What arrogance to suggest that Islam needs to be shoehorned into the modern, secular European debating chamber. This is symptomatic of the failed approach to dialogue with Islam in which secular Europe is currently engaged. Such "ruthless, critical analysis" can only be on the terms of a particular type of positivist rationality. This type of chauvinism is as likely to alienate Muslims as has multiculturalism.

Carl Jones
02 February 2008 at 15:57

I was listening to a spot on BBC 5 live where someone was challanging the Scouts oath to God, "to do my duty to God". They were making the point that 60% of British childern do not believe in God and in order to be a Scout, they would need to lie...the Scout`s spokesman ignored the point, that 60% of Scouts were liers. This is representative of religion in Britain today. Religion means nothing to most people in Britian, apart from gay vicars and abuse of little boys.

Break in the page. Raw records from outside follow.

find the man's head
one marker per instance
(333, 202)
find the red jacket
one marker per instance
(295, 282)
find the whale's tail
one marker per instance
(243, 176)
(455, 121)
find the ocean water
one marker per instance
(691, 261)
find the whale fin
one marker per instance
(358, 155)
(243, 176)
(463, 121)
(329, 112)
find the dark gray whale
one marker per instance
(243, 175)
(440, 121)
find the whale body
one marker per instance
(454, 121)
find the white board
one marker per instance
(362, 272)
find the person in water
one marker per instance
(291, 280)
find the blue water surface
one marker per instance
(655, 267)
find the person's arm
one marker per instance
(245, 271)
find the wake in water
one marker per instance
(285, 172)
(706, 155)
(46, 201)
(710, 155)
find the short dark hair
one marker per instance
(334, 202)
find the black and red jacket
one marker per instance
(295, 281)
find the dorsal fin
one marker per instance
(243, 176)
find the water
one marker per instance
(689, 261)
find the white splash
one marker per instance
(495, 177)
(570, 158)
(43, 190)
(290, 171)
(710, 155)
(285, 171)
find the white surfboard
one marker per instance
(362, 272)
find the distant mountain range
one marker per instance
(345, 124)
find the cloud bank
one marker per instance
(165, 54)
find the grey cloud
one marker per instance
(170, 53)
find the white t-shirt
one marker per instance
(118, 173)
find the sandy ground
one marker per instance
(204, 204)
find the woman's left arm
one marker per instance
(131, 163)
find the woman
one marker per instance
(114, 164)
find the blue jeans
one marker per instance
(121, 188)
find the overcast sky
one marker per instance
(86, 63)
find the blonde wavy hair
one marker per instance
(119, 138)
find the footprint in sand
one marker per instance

It doesn`t matter if Islam and other high value religions have similar issues, the Western establishment (NWO) wants them brought down, so that Muslims will be starring in their own gutter level shows like Eastenders...why on Earth would a Muslim want to intergrate into a valueless Western culture?

This comment is in context to my belief that 9/11 and all major terror attacks since, have been carried out by agents of the West. As a result, the Muslim world has predictably reacted in two ways; minor terrorism and a wider political shift in the Muslim world towards meeting Western values. Over time, it is doubtful that Islam can hold onto its high values. Baghdad is full of prostitutes infected with Amerikan seed. The West have fallen so low that we have lost our way. When a potential black US president is prepared to nuke Pakistan so Amerikans will feel a little safer, there is no hope.